The following script performs steps 1, 4, 5, and 6, and clearly indicates where you should perform steps 2 and 3.
#! /bin/bash
# reboot into the attached EBS volume on the specified device, but terminate
# before this billing hour is complete.
# requires the first argument to be the device on which the EBS volume is attached
device=$1
safetyMarginMinutes=1 # set this to how long it takes to attach and reboot
# make sure we have at least "safetyMargin" minutes left this hour
t=/tmp/ec2.running.seconds.$$
if wget -q -O $t http://169.254.169.254/latest/meta-data/local-ipv4 ; then
# add 60 seconds artificially as a safety margin
let runningSecs=$(( `date +%s` - `date -r $t +%s` ))+60
rm -f $t
let runningSecsThisHour=$runningSecs%3600
let runningMinsThisHour=$runningSecsThisHour/60
let leftMins=60-$runningMinsThisHour-$safetyMarginMinutes
# start shutdown one minute earlier than actually required
let shutdownDelayMins=$leftMins-1
if [[ $shutdownDelayMins < 2 || $shutdownDelayMins > 59 ]]; then
echo "Shutting down now."
shutdown -h now
exit 0
fi
fi
## here is where you would disassociate this instance from ELBs,
# force it to fail AutoScaling health checks, and otherwise make sure
# it does not participate in "normal" activities.
## here is where you would attach the beneficiary volume to $device
# ec2-create-volume --snapshot snap-00000000 -z this_availability_zone
# dont forget to wait until the volume is "available"
# ec2-attach-volume . . . and don't forget to wait until the volume is "attached"
## (optionally) force the beneficiary volume to be deleted when this instance terminates:
# ec2-modify-instance-attribute --block-device-mapping '$device=::true' this_instance_id
## get the beneficiary volume ready to be rebooted into
# change the filesystem labels
e2label /dev/sda1 old-uec-rootfs
e2label $device uec-rootfs
# mount the beneficiary volume
mountPoint=/tmp/mountPoint.$$
mkdir -m 000 $mountPoint
mount $device $mountPoint
# install the self-destruct timer
sed -i -e "s/^exit 0$/shutdown -h +$shutdownDelayMins\nexit 0/" \
$mountPoint/etc/rc.local
# neutralize the self-destruct for subsequent boots
sed -i -e "s#^exit 0#chmod -x /etc/rc.local\nexit 0#" $mountPoint/etc/rc.local
# get out
umount $mountPoint
rmdir $mountPoint
# do the deed
shutdown -r now
exit 0
Save this script into the instance you’re preparing for the normal workload (perhaps, as the root user, into /root/repurpose-instance.sh
) and chmod
it to 744.
Now, make your application detect when its normal workload is completed – this exact method will be very specific to your application. Add in a hook there to invoke this script as the root user, passing it the device on which the beneficiary volume will be attached. For example, the following command will cause the instance to repurpose itself to a volume attached on /dev/sdp:
sudo /root/repurpose-instance.sh /dev/sdp
Once all this is set up, use the usual EC2 AMI creation methods to create your normal workload image (either as an instance-store AMI or as an EBS-backed AMI).

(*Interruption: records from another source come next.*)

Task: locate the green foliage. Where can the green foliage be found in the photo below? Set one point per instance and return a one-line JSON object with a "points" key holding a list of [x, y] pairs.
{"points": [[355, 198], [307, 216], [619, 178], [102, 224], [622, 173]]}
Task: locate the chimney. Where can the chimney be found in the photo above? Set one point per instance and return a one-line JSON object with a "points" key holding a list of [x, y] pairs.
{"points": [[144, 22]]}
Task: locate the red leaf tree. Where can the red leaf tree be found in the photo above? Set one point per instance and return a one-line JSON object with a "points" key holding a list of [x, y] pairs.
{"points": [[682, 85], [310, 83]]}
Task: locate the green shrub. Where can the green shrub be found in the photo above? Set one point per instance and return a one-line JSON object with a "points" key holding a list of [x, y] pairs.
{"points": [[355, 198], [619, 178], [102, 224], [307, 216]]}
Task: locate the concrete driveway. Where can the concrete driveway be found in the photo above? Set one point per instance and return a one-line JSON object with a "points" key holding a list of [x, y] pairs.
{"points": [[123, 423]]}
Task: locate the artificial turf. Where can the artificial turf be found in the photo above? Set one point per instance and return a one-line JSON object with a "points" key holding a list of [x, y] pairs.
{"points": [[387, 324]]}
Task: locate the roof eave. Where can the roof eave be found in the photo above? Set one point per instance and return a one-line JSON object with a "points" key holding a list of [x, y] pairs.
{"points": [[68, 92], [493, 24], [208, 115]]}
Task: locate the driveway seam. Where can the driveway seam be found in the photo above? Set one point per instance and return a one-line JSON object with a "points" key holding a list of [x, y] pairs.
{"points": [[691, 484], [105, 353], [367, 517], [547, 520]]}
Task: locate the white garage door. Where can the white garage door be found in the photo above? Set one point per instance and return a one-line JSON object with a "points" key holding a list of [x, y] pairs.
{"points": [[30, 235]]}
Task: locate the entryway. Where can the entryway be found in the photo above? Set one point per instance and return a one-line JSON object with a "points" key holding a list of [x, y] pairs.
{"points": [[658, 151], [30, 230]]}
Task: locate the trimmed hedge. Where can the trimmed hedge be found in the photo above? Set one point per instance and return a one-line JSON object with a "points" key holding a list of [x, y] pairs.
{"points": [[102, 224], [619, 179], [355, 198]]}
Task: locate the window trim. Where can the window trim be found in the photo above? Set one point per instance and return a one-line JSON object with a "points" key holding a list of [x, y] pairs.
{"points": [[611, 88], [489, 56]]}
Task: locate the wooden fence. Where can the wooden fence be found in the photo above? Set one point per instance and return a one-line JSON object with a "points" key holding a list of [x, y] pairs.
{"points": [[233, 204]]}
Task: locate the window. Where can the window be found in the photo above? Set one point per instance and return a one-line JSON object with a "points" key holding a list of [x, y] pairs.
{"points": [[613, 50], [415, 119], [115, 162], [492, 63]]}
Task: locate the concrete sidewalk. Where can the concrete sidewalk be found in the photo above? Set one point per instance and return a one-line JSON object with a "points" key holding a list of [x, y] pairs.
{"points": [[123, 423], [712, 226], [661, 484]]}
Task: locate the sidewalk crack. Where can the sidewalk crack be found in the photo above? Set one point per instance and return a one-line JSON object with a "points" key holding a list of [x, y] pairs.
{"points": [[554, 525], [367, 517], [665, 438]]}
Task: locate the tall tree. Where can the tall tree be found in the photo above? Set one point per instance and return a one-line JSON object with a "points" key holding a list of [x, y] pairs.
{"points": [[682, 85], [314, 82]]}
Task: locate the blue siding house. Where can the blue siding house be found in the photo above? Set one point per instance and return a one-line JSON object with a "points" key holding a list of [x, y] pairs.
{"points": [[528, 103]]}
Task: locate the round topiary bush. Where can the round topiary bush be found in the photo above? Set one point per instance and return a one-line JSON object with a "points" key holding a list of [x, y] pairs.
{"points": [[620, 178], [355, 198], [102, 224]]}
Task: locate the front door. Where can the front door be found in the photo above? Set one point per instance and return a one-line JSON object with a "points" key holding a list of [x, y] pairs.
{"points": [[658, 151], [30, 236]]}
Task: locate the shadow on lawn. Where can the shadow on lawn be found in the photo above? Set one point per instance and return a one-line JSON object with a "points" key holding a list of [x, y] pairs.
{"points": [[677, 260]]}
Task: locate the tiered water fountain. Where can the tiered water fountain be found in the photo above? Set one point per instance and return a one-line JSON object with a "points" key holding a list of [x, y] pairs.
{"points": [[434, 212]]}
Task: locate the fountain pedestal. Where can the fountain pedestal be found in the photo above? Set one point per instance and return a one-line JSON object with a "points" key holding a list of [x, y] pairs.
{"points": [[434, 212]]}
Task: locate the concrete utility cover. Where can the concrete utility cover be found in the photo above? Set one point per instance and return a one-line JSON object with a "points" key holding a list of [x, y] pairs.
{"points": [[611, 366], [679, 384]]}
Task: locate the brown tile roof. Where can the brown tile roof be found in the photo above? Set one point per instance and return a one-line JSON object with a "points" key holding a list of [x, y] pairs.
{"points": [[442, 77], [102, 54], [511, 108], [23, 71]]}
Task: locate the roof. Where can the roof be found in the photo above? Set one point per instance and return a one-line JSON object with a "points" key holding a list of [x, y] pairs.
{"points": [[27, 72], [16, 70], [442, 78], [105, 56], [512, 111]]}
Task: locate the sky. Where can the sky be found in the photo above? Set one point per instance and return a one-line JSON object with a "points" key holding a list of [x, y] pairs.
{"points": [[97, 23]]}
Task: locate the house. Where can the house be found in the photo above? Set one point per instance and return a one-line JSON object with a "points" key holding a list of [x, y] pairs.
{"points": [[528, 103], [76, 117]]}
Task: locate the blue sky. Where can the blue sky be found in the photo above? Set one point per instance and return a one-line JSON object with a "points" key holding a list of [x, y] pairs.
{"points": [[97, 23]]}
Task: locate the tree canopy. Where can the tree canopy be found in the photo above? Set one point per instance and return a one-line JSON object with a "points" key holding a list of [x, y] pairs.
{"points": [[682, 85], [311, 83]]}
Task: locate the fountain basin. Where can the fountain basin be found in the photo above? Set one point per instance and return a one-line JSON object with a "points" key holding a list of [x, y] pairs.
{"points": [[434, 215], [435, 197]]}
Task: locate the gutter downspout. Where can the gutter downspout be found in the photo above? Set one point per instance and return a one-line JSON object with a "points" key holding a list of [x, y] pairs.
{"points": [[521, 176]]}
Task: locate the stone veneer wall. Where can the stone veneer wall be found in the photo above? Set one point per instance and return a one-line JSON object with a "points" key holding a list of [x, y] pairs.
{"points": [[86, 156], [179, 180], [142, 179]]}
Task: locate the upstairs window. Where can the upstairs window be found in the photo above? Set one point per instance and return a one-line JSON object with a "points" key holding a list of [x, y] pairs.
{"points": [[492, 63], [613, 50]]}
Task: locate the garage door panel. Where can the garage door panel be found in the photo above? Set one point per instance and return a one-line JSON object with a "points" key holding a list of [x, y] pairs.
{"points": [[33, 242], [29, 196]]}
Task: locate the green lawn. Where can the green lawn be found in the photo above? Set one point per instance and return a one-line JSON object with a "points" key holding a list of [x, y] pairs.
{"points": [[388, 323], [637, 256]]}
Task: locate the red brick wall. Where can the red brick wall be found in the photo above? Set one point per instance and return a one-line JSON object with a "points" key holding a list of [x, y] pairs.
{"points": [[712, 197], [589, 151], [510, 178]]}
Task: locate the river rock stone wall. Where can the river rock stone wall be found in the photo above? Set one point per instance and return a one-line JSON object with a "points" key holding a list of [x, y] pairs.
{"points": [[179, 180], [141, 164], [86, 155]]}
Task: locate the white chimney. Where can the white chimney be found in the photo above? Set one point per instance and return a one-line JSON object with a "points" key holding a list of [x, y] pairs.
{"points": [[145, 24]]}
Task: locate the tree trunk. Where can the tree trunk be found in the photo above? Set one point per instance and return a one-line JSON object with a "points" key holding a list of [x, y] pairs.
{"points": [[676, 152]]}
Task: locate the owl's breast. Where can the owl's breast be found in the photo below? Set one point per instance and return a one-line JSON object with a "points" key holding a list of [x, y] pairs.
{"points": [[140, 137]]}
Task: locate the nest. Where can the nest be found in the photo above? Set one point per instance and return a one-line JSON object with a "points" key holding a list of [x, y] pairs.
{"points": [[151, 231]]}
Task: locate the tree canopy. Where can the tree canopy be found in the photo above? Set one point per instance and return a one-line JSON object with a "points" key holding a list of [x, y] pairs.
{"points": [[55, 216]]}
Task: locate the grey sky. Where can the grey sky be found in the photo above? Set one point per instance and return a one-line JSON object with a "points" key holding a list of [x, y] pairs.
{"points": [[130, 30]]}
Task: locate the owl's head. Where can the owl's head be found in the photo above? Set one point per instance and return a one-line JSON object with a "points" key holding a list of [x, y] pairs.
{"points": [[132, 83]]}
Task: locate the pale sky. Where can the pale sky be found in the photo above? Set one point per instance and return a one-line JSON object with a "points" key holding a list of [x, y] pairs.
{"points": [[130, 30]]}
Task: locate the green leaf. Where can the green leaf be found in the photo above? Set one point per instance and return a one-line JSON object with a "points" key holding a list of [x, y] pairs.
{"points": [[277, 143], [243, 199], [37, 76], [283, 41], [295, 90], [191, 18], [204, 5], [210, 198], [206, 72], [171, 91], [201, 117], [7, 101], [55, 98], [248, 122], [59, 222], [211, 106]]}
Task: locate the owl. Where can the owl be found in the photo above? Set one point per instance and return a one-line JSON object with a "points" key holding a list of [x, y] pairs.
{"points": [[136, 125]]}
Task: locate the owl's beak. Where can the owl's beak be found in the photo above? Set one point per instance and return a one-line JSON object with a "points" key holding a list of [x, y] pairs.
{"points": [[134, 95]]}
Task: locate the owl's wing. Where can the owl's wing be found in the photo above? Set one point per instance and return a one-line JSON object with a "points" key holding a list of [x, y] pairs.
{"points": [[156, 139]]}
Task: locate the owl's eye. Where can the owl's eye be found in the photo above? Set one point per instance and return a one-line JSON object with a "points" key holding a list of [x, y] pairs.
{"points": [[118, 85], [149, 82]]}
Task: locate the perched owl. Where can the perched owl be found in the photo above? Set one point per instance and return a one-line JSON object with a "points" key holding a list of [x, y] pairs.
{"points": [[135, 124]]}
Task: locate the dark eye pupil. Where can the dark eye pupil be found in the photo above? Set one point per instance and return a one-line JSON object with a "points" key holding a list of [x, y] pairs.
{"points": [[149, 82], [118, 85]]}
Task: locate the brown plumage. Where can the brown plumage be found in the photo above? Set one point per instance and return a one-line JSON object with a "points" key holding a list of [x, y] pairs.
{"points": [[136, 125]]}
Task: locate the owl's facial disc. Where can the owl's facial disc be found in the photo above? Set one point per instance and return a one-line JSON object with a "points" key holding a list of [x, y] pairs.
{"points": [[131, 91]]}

Actually repurposing the instance
Now that everything is prepared, this is the easy part. Your normal workload image can be launched. When it is finished, the repurposing script will be invoked and the instance will be rebooted into the beneficiary volume. The repurposed instance will self-destruct before the billing hour is complete.
You can force this repurposing to happen by explicitly invoking the command at an SSH prompt on the instance:
sudo /root/repurpose-instance.sh /dev/sdp
Notice that you will be immediately kicked out of your SSH session – either the instance will reboot or the instance will terminate itself because there isn’t enough time left in the current billable hour. If it’s just a reboot (which happens when there is significant time left in the current billing hour) then be aware: the SSH host key will most likely be different on the repurposed instance than it was originally, and you may need to clean up your local ~/.ssh/known_hosts
file, removing the entry for the instance, before you can SSH in again.